A Manhattan federal courtroom just closed the book on the online antics of Kamerin Stokes, the 23-year-old who called himself “TheMFNPlug” and treated stolen betting accounts like a side hustle. On Thursday, a federal judge sentenced Stokes to 30 months in prison after prosecutors said he bought and sold thousands of compromised accounts from a fantasy sports and betting website.
According to prosecutors, Stokes did not quietly await his fate. After pleading guilty, he reopened his online shop, splashed it with the tagline “fraud is fun,” and bragged he needed to get the new operation going because he “gotta pay my attorneys.” That move violated his release conditions and landed him back behind bars even before the formal sentence.
In a press release from the U.S. Attorney's Office for the Southern District of New York, U.S. Attorney Jay Clayton did not mince words, calling Stokes’s decision to relaunch and market the shop “audacious.” Clayton added a blunt warning: “Fraud is not fun; fraud on the street or fraud online will not be tolerated.” The office said U.S. District Judge Naomi Reice Buchwald imposed a sentence of 30 months in prison, three years of supervised release, $125,965.53 in forfeiture, and $1,327,061 in restitution.
How the scheme worked
Court filings show the breach kicked off on or about November 18, 2022, when a credential-stuffing campaign used stolen username and password combinations to bombard the betting site and successfully break into roughly 60,000 accounts. Once inside, the attackers added new payment methods, ran small test deposits to confirm they worked, then pulled money out to accounts they controlled. The compromised profiles were then bundled and sold in bulk on various “shops,” according to court filings reviewed by Leagle.
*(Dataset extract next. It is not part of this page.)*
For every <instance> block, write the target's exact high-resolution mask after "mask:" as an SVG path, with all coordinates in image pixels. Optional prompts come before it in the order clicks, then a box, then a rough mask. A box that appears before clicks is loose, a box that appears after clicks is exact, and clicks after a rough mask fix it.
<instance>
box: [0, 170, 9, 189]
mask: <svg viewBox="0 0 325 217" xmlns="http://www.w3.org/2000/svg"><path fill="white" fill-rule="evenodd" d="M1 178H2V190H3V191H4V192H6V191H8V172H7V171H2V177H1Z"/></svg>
Shop reopened and rearrest
Prosecutors say Stokes operated one of those marketplaces under the alias “TheMFNPlug,” buying victim accounts with a total listed value of more than $125,000, then flipping access to those accounts for sale. After he pleaded guilty in April 2024, he reopened the shop and promoted it with the line “fraud is fun,” while explaining that part of his motivation was that he “gotta pay my attorneys.” That post-plea relaunch, described in a press release from the U.S. Attorney's Office for the Southern District of New York, led to his rearrest for violating pretrial release and his remand into federal custody.
Penalty and legal context
Stokes pleaded guilty on April 25, 2024, to one count of conspiracy to commit computer intrusion, a charge that carries a maximum sentence of five years in prison, according to court records. The 30-month prison term, three years of supervised release, and roughly $1.45 million in combined restitution and forfeiture are set to be reflected in the formal judgment, which is available through online dockets at Casemine.
Prosecutors framed the outcome as a warning shot to anyone who still thinks online fraud is a low-risk game. The case was handled by the SDNY’s Complex Frauds and Cybercrime Unit, which pointed to Stokes’s sentence as a reminder that federal enforcement is watching the marketplaces where stolen accounts are bought and sold.